At the testimony before the House Oversight Committee, Fed Chairman Ben Bernanke welcomed the recent reduction in the Euroezone financial stresses. Yet, he remained cautious on the outlook and warned that the continuous difficult situation in the region would pose downside risks to the US economy. Investors probably viewed this as a signal that the Fed will maintain an accommodative bias. This was in contrast with Minneapolis Fed President Kocherlakota (non- voter in the FOMC this year). He stated that there's no need for additional accommodation right now. He even went on to suggest an exit of current stimulus as soon as this year if the unemployment rate fall further and inflation continues to rise.

Minutes for the BOE's March meeting unveiled that policymakers remained divided in the asset buying program. While the majority voted for maintaining the program at 325B pound, Adam Posen and David Miles favored more stimulus (adding an additional 25 pound) as it was 'warranted to reduce the risk that persistently weak growth would damage the future supply capacity of the economy'. The BOE also cautioned about inflation, indicating that there was a 'clear risk surrounded the outlook for crude oil prices'. As stated in the minutes, 'if oil prices were to rise to a level significantly higher than the committee currently assumed, then that would tend to slow the global and domestic recovery, reduce supply growth and put upward pressure on domestic costs and prices'. Martin Weale raised possibility of the 'risk that there may be more persistence to inflation'.

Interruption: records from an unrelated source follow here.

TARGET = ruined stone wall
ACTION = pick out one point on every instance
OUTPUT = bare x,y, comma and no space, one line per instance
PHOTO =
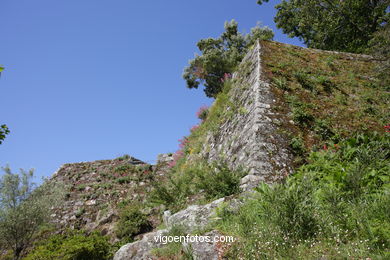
251,138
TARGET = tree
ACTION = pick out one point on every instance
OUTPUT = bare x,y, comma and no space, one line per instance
3,132
23,209
380,48
3,128
343,25
220,56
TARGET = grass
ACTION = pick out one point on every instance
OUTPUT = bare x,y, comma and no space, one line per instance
329,94
203,182
337,206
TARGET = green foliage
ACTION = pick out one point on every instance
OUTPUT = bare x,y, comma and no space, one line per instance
217,181
300,114
298,147
380,48
173,250
124,157
131,222
346,25
336,206
3,131
124,168
220,56
280,82
72,246
209,181
23,209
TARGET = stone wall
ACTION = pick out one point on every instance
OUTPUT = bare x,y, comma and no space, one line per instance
251,138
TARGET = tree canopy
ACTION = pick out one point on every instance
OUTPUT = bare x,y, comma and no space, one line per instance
346,25
3,128
23,208
3,132
220,56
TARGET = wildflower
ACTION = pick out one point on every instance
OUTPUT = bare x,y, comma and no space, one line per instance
202,113
194,128
226,76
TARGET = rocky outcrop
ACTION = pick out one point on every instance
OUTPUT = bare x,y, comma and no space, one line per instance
195,217
249,139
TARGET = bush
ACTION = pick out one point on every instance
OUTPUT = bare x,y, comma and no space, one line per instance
337,207
132,222
210,181
72,246
217,181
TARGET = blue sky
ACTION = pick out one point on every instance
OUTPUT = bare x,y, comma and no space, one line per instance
92,79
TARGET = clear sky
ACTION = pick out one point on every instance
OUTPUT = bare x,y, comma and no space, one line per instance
93,79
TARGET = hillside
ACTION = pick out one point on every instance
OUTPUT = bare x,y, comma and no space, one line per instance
311,123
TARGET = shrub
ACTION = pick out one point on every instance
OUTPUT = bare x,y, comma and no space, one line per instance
124,157
211,181
202,113
72,246
336,206
124,168
217,181
280,83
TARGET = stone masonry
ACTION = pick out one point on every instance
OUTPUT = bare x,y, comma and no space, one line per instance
251,138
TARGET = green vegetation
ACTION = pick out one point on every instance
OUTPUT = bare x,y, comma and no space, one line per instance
131,222
23,209
337,206
72,246
221,56
3,132
330,96
3,128
204,181
173,250
380,48
347,25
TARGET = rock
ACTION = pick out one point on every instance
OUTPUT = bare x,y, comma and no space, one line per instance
141,249
90,202
250,181
194,217
166,216
202,250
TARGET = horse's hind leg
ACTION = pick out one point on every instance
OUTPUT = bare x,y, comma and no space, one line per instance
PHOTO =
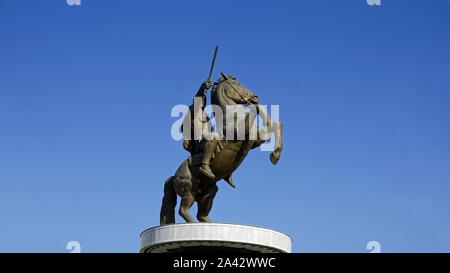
167,214
205,204
186,203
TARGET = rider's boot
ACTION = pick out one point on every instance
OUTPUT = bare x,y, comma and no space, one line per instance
209,148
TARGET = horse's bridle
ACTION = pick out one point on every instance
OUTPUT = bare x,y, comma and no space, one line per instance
239,93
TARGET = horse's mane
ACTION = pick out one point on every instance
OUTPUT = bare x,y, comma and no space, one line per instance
218,96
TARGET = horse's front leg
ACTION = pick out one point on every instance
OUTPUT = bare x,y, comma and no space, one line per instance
271,127
276,154
186,203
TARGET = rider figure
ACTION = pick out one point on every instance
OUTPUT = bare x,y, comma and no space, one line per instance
200,123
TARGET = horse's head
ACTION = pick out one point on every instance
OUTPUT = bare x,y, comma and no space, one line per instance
234,92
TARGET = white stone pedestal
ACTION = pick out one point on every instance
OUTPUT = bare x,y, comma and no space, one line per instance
213,237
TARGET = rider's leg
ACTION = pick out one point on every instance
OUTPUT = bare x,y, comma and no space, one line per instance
209,148
208,151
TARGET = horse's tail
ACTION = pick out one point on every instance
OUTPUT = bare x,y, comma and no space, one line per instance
167,215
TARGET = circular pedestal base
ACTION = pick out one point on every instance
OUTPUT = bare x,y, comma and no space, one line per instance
213,237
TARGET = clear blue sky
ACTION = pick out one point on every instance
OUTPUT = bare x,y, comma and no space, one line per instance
364,94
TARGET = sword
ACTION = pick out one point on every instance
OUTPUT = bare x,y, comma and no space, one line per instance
214,60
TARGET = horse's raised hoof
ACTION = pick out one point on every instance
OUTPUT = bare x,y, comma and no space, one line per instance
274,158
204,219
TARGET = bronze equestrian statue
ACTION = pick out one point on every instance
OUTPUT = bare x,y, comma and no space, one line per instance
215,156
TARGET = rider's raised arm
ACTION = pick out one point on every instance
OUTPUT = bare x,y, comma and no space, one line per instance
203,88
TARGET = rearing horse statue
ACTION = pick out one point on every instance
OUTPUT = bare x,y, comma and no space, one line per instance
190,184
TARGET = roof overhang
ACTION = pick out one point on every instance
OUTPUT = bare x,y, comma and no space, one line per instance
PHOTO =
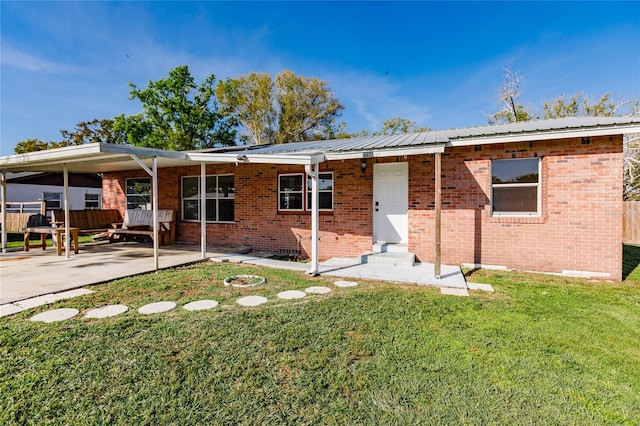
91,158
542,135
246,157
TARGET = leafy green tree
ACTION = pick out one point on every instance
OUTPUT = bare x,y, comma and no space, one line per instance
33,145
93,131
290,109
181,115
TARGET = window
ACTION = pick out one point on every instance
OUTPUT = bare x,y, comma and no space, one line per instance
53,200
91,201
515,187
325,191
139,193
292,190
220,198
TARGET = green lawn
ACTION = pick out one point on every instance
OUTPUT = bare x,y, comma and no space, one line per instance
540,350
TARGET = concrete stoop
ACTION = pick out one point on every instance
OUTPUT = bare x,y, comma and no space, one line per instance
389,258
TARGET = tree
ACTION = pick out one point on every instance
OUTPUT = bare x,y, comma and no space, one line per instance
399,125
93,131
182,115
290,109
33,145
252,100
509,97
577,105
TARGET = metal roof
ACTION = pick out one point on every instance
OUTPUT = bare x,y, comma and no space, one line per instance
523,131
101,157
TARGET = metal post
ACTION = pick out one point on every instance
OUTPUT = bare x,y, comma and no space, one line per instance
203,210
438,203
3,189
67,243
154,197
312,171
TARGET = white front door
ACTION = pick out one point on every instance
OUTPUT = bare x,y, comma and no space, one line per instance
390,203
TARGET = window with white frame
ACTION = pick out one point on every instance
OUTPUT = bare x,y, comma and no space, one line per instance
293,189
53,200
325,191
138,193
219,194
91,201
515,187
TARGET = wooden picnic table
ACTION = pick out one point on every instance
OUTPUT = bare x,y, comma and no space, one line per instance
57,233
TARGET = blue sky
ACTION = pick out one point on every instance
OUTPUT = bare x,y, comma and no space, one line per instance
436,63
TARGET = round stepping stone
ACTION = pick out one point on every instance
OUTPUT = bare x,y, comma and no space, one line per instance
153,308
56,315
291,294
317,290
107,311
345,284
251,300
200,305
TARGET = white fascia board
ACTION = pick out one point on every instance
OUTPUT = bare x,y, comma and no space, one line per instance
380,153
543,136
245,158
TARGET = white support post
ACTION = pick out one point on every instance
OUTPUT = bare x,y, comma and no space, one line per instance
312,172
154,194
67,243
438,219
203,210
3,189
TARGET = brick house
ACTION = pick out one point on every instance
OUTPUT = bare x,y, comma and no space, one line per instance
541,196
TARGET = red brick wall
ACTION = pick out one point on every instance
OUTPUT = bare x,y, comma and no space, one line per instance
580,227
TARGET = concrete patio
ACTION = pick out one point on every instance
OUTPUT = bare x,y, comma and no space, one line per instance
40,272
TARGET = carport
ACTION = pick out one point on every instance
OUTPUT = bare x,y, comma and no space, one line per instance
102,157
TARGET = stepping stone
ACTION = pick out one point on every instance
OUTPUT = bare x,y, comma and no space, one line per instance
291,294
317,290
251,301
200,305
107,311
154,308
454,291
56,315
479,286
9,309
344,284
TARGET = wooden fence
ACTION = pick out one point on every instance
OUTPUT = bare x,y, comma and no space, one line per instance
631,224
18,214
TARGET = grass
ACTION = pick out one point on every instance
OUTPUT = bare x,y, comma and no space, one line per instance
540,350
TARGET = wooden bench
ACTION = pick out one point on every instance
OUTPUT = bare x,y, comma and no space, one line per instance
88,221
56,233
140,223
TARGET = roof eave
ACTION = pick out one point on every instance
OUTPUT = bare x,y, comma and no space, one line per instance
546,135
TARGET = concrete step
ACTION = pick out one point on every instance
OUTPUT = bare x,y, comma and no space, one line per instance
382,247
392,259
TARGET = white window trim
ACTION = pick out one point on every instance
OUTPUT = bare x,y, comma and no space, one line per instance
333,184
197,198
306,191
127,195
98,200
59,200
302,192
538,185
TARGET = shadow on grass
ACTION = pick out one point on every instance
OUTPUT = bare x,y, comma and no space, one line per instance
630,259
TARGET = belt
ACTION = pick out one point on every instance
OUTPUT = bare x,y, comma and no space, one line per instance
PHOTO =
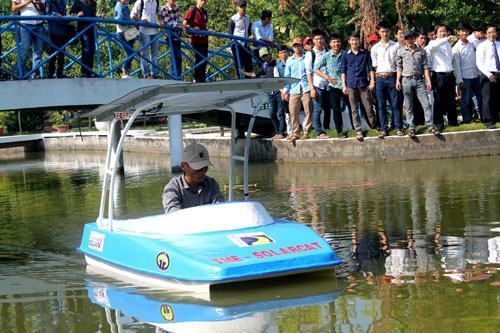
385,75
413,77
444,73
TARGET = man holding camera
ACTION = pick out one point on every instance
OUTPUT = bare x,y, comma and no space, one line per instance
30,32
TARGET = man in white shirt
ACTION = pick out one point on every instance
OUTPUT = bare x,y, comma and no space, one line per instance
148,11
443,80
478,36
239,25
262,30
466,72
384,60
29,30
319,92
488,62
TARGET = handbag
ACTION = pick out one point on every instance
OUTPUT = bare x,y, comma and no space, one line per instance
131,33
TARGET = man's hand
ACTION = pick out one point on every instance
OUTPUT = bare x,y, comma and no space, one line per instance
428,85
313,93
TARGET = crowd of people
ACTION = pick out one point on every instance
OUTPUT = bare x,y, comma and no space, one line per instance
421,79
421,75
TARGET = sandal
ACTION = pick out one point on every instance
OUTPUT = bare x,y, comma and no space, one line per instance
435,131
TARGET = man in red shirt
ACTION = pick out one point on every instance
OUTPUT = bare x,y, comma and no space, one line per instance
196,19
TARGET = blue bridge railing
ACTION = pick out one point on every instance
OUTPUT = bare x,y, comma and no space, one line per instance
110,52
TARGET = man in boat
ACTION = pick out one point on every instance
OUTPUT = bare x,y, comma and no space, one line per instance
192,188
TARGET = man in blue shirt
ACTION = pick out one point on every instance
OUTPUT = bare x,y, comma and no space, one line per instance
356,64
298,93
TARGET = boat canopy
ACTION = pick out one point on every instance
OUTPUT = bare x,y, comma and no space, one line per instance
199,219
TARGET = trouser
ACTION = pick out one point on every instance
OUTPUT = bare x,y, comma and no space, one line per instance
412,87
242,58
58,41
335,103
386,91
87,40
491,99
443,85
278,109
150,52
472,86
128,46
320,103
296,100
29,39
200,57
176,60
360,95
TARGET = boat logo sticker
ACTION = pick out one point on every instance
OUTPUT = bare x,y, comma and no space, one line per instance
96,241
162,261
251,239
166,312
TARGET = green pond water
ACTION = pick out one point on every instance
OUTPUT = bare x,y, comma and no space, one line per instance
420,243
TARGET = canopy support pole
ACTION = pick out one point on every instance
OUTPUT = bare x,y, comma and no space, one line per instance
175,141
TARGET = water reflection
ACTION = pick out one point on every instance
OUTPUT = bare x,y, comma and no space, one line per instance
255,307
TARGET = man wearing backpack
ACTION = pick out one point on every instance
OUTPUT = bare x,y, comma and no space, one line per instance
196,19
30,31
147,11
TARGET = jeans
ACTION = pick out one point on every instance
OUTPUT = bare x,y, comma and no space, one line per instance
176,60
150,53
491,106
360,96
296,101
444,98
336,96
28,39
128,46
411,88
386,91
88,50
472,86
58,41
200,72
245,58
278,109
320,103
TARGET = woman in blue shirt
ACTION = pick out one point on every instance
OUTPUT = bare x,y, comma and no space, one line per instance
122,12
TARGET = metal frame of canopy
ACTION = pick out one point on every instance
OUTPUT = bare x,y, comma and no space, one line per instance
179,99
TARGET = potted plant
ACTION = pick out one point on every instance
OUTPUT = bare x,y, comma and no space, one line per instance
60,120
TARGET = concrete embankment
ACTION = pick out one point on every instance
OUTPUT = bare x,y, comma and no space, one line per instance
458,144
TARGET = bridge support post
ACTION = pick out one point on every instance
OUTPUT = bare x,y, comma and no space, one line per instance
175,141
115,135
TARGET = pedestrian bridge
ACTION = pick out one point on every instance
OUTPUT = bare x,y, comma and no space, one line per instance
74,92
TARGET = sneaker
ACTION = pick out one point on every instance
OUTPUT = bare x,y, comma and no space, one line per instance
359,136
323,136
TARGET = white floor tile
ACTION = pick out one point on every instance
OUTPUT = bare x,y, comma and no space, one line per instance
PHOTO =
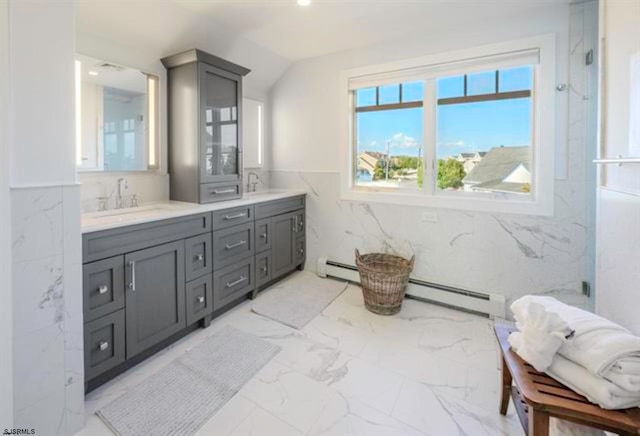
428,370
288,395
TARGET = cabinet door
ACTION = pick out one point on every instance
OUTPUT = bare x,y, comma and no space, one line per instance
282,244
155,295
220,115
263,235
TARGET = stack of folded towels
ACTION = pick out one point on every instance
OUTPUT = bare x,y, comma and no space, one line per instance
593,356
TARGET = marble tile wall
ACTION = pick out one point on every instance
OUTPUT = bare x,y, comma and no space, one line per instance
617,270
47,305
512,255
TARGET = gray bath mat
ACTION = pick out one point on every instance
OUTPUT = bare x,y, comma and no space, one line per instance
298,299
181,397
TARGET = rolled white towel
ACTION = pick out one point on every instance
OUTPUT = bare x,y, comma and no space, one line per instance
629,382
597,390
626,366
541,336
598,345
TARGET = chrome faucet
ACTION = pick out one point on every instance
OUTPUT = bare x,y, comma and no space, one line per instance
251,187
121,182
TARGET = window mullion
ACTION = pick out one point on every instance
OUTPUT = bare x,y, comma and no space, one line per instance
429,129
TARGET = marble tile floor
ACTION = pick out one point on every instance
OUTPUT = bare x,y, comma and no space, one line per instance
426,371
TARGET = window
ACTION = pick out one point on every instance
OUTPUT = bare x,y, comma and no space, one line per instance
465,131
253,133
389,130
484,131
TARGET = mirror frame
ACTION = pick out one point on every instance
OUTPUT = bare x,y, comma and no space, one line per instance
152,138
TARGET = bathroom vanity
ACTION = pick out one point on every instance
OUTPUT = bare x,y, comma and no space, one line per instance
154,274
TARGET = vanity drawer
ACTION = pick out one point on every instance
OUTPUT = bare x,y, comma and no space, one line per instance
277,207
198,256
212,192
232,245
263,235
232,282
103,344
263,268
300,250
107,243
232,217
103,287
199,298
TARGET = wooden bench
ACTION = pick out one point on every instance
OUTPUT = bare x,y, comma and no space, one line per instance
538,397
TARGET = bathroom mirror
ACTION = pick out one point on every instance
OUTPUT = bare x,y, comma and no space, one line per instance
116,117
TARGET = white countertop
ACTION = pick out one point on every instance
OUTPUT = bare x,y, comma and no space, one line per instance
111,219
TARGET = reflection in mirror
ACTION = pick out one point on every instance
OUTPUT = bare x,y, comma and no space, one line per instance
117,117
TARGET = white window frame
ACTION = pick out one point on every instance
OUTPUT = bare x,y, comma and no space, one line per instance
541,200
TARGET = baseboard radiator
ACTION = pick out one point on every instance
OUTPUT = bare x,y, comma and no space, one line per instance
491,305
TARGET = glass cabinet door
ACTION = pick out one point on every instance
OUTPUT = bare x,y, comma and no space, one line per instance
219,102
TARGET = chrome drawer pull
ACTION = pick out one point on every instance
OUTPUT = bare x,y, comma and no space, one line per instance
132,283
224,191
232,217
237,244
237,282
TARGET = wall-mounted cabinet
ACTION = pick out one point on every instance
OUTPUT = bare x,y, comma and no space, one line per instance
205,127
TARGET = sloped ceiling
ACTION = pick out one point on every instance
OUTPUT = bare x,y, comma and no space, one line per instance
269,35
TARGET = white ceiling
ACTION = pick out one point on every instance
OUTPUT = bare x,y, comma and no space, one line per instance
267,36
328,26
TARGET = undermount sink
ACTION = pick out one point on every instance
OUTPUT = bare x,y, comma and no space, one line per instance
133,210
260,193
129,214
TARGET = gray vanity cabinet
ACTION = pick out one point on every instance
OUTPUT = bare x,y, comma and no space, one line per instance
146,285
155,298
205,131
282,244
288,243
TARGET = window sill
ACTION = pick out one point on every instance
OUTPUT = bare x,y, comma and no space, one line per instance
466,202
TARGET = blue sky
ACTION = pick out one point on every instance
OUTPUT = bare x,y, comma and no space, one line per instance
461,127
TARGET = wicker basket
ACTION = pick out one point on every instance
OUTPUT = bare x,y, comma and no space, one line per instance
384,280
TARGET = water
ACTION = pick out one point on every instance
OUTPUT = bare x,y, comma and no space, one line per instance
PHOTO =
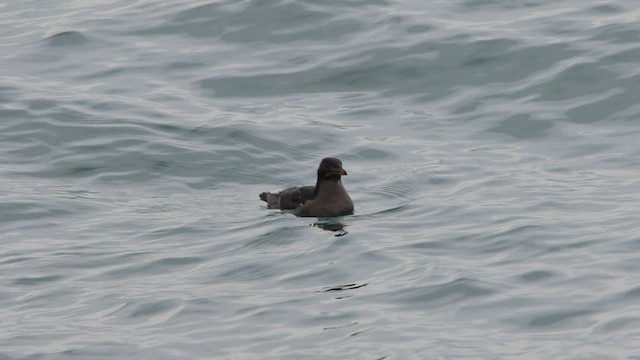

On the dataflow, existing home sales climbed to 4.59M in February from 4.57M a month ago. However, this still missed market expectations of a rise to 5.60M. In NY session Thursday, initial jobless claims will be released and the report probably showed a mild drop to 350K in the week ended March 22 from 351K in the prior month. Leading indicators might have climbed +0.6% in February following a +0.4% gain a month ago.